Databricks CEO says SaaS isn’t dead, but AI will soon make it irrelevant


On Monday, Databricks Office has partnered it reached a $5.4 billion revenue run rate, growing 65% year-over-year, of which more than $1.4 billion came from its AI products.

Co-founder and CEO Ali Ghodsi wanted to share these growth numbers because there is a lot of talk about how AI is killing the SaaS business, he told TechCrunch.

“Everybody’s like, ‘Oh, this is SaaS. What’s going to happen to all these companies? What’s AI going to do to all these companies?’ For us, the use is only increasing,” he said.

Sure, he also wants to move Databricks away from the SaaS label, as the private markets value it as an AI company. Databricks on Monday also officially closed its big, previously announced $5 billion raise at a $134 billion valuationand also seized a $2 billion credit facility.

But the company straddles both worlds.

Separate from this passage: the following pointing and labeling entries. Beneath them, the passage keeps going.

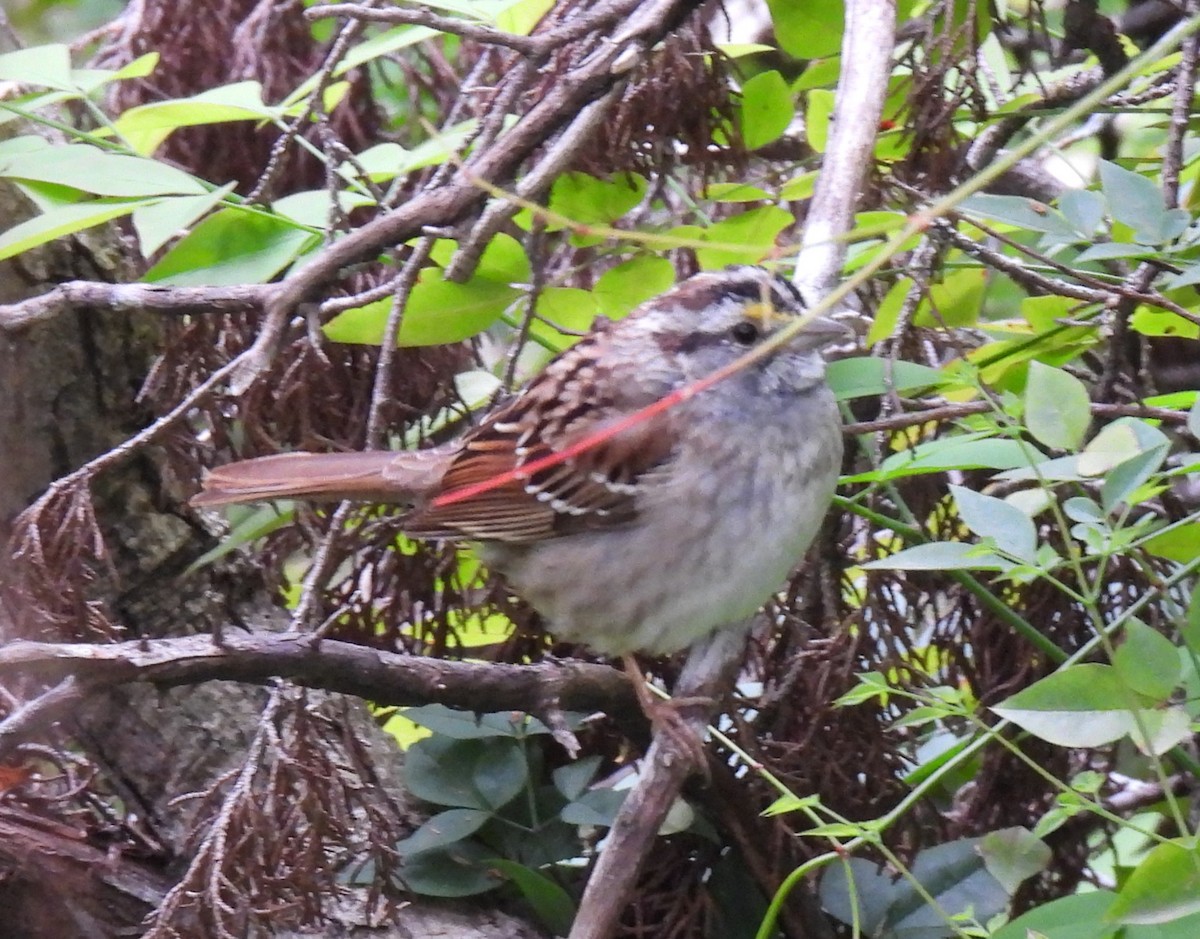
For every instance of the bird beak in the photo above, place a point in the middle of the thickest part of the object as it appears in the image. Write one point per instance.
(819, 332)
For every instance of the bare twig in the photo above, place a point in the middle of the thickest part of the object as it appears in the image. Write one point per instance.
(709, 674)
(713, 663)
(957, 412)
(120, 298)
(868, 42)
(383, 677)
(453, 202)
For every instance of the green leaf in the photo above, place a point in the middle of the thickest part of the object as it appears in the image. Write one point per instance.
(1150, 322)
(591, 201)
(1180, 544)
(501, 772)
(574, 778)
(1077, 706)
(1191, 627)
(63, 221)
(1147, 662)
(966, 452)
(808, 29)
(233, 246)
(766, 109)
(443, 830)
(311, 208)
(817, 115)
(1113, 446)
(953, 873)
(145, 126)
(439, 771)
(1084, 209)
(735, 192)
(567, 307)
(1079, 916)
(1161, 729)
(1114, 251)
(622, 288)
(247, 525)
(157, 223)
(941, 556)
(1021, 213)
(553, 905)
(1009, 527)
(1014, 855)
(1163, 887)
(468, 725)
(1135, 201)
(42, 65)
(595, 808)
(863, 375)
(787, 803)
(1057, 410)
(437, 312)
(743, 239)
(459, 871)
(91, 169)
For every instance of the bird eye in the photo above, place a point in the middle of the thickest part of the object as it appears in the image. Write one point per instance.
(744, 333)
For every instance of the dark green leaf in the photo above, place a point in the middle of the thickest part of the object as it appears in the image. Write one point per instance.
(766, 108)
(1192, 621)
(941, 556)
(63, 221)
(863, 375)
(439, 771)
(745, 238)
(553, 905)
(1163, 887)
(501, 771)
(1135, 201)
(91, 169)
(1057, 410)
(591, 201)
(468, 725)
(808, 29)
(1013, 855)
(1023, 213)
(597, 807)
(1009, 527)
(1123, 479)
(233, 246)
(631, 282)
(1079, 916)
(1084, 209)
(573, 779)
(459, 871)
(1078, 706)
(443, 830)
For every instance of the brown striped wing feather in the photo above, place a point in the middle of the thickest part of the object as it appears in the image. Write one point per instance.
(595, 489)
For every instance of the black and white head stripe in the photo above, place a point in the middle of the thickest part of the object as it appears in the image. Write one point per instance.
(756, 285)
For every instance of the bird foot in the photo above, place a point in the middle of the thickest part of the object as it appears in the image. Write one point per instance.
(666, 717)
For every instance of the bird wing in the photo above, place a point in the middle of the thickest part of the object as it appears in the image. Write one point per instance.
(594, 489)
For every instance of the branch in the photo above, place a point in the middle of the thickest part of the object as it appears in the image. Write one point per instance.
(119, 298)
(345, 668)
(957, 412)
(711, 670)
(497, 163)
(868, 43)
(713, 663)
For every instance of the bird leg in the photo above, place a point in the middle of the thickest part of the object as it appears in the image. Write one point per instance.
(665, 716)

Databricks is still known as a cloud data warehouse provider. A data warehouse is where businesses store large amounts of data to analyze for business insights.

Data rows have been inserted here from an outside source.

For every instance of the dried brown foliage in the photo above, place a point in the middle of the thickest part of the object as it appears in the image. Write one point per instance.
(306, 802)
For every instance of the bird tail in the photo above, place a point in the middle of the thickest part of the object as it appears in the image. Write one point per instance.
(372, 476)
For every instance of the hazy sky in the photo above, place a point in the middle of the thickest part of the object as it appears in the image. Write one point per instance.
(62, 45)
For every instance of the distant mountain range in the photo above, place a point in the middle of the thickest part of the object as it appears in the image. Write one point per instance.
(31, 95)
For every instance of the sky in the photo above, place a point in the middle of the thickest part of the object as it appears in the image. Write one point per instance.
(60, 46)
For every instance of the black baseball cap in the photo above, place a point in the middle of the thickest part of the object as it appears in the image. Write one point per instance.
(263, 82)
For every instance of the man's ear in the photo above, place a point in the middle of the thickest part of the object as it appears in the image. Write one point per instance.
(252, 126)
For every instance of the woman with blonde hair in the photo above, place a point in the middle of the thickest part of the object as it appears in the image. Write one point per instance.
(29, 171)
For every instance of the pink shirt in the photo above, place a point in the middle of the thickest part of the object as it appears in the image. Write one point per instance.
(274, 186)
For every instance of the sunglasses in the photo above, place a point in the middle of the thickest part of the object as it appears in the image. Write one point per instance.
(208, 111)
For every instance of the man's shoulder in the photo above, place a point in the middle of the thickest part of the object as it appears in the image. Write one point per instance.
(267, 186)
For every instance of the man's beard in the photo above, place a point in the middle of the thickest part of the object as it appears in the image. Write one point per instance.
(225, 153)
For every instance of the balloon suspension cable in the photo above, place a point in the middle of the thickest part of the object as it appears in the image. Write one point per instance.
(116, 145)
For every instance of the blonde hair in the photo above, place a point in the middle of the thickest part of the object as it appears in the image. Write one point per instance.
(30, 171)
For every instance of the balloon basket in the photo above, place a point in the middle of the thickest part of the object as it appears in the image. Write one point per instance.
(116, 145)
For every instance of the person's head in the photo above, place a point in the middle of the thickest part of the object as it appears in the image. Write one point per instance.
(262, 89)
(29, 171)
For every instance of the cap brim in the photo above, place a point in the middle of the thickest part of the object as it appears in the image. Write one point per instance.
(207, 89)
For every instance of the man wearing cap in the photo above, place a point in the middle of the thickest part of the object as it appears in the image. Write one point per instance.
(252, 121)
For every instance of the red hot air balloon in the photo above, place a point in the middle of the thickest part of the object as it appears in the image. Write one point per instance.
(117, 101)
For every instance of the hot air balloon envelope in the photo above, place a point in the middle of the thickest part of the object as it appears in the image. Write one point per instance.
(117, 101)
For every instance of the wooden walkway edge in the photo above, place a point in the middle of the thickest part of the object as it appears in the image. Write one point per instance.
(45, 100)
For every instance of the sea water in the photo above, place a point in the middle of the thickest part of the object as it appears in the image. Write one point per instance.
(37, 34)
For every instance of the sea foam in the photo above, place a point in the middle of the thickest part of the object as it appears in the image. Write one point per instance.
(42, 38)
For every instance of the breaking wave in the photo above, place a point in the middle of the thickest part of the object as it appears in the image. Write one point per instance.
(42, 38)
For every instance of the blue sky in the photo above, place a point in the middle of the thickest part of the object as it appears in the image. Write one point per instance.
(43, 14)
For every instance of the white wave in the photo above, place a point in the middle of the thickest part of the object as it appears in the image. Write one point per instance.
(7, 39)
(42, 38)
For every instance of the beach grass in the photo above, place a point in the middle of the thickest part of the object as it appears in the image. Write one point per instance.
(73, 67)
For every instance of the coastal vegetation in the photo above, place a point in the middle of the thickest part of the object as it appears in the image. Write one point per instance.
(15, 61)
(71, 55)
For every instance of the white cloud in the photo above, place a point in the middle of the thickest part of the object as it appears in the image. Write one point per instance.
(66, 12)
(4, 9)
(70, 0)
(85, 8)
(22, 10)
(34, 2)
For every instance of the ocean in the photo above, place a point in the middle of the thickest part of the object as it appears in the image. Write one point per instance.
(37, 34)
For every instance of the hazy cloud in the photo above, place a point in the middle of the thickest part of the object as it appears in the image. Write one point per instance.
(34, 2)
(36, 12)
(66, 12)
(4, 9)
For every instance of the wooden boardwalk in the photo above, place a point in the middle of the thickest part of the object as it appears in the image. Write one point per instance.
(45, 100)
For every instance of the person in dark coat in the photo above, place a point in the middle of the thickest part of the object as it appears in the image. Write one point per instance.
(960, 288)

Ghodsi called, in particular, an AI product that drives the use of its data warehouse: the LLM user interface named Genie.

Genie is an example of how a SaaS business can be done replace its user interface with natural language. For example, he uses it to ask why warehouse utilization and revenue increase on particular days.

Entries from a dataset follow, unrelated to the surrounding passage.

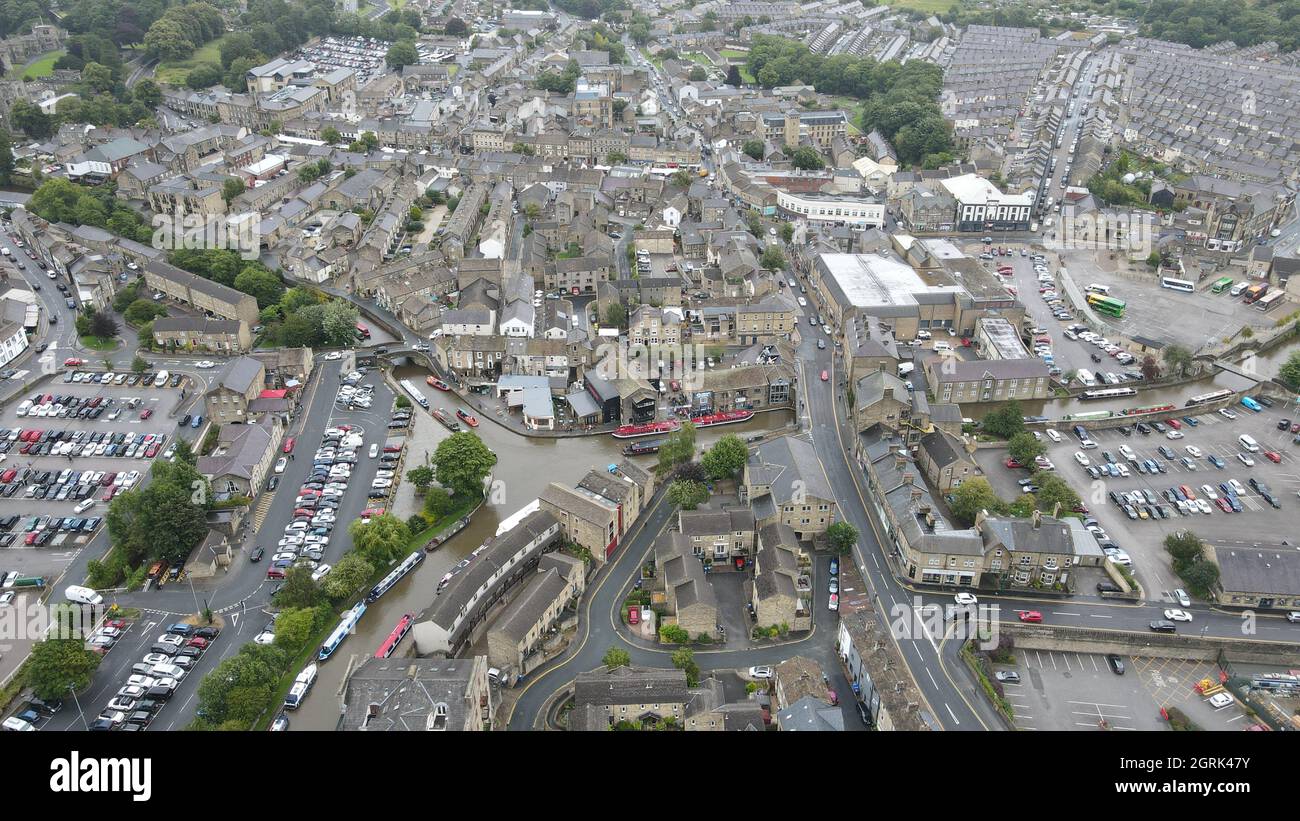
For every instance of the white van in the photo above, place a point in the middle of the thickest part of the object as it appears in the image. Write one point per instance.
(82, 595)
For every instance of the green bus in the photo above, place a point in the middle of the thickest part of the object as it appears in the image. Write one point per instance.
(1108, 305)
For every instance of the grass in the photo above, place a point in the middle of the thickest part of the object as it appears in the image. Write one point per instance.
(176, 72)
(38, 68)
(99, 343)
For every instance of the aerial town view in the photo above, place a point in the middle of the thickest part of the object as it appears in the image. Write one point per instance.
(680, 365)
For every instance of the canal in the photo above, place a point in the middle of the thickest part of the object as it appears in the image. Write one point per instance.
(525, 467)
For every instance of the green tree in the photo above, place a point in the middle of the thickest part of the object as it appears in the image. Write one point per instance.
(420, 477)
(1005, 421)
(726, 459)
(463, 461)
(843, 537)
(806, 159)
(299, 590)
(685, 660)
(970, 498)
(381, 541)
(1023, 447)
(1178, 359)
(687, 494)
(677, 448)
(402, 53)
(349, 576)
(230, 189)
(59, 667)
(1053, 490)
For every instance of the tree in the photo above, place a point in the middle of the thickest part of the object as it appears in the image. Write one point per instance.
(463, 461)
(1186, 548)
(970, 498)
(299, 590)
(685, 660)
(1005, 421)
(349, 576)
(60, 665)
(806, 159)
(727, 457)
(616, 315)
(677, 448)
(1178, 359)
(338, 322)
(230, 189)
(843, 537)
(437, 503)
(381, 541)
(772, 259)
(688, 495)
(1054, 491)
(420, 477)
(264, 286)
(1023, 447)
(402, 53)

Just a few years ago, such a request required questions to be written in a specific technical language, or had a special report programmed. Now, any product with an LLM interface can be used by anyone, Ghodsi said. Genie is a factor in the company’s usage growth numbers, he said.

The threat of AI in SaaS is not, it seems an AI VC jokingly tweetedthat businesses will ditch their SaaS “systems of record” to replace them with vibe-coded homegrown versions. Systems of record store critical business data, whether it’s in sales, customer support, or finance.

“Why would you move your system of record? You know, it’s hard to move it,” Ghodsi said.

Model makers don’t offer databases to store that data and become systems of record though. Instead, they hope to replace the user interface with natural speech for human use, or APIs or other plug-ins for AI agents.

So the threat to SaaS businesses, says Ghodsi, is that people will no longer spend their careers becoming masters of a particular product: Salesforce specialists, or ServiceNow, or SAP. Once the interface is the only language, the products can be invisible, like the pipe.

“Millions of people around the world are trained in user interfaces. And that’s the biggest moat that businesses have,” warned Ghodsi.

SaaS companies that adopt the new LLM interface can grow, as Databricks did. But it also opens up possibilities for native AI competitors to offer better alternatives to AI and agents.

That’s why Databricks created the Lakebase database designed for agents. He saw early traction. “In the eight months we’ve had it on the market, it’s generated double the revenue of our data warehouse when it was eight months old. Okay, obviously, that’s like comparing babies,” Ghodsi said. “But it’s a little kid twice as big.”

Meanwhile, now that Databricks has closed its big funding round, Ghodsi told us that the company isn’t immediately working on a trend as it is preparing for an IPO.

“Now is not a good time to go public,” Ghodsi said. “I just want to be very well capitalized” if the markets go “south” again like they did in the 2022 recession, when interest rates rose sharply after years of near zero rates. A thick bank account “protects us, gives us many, many years of runway,” he added.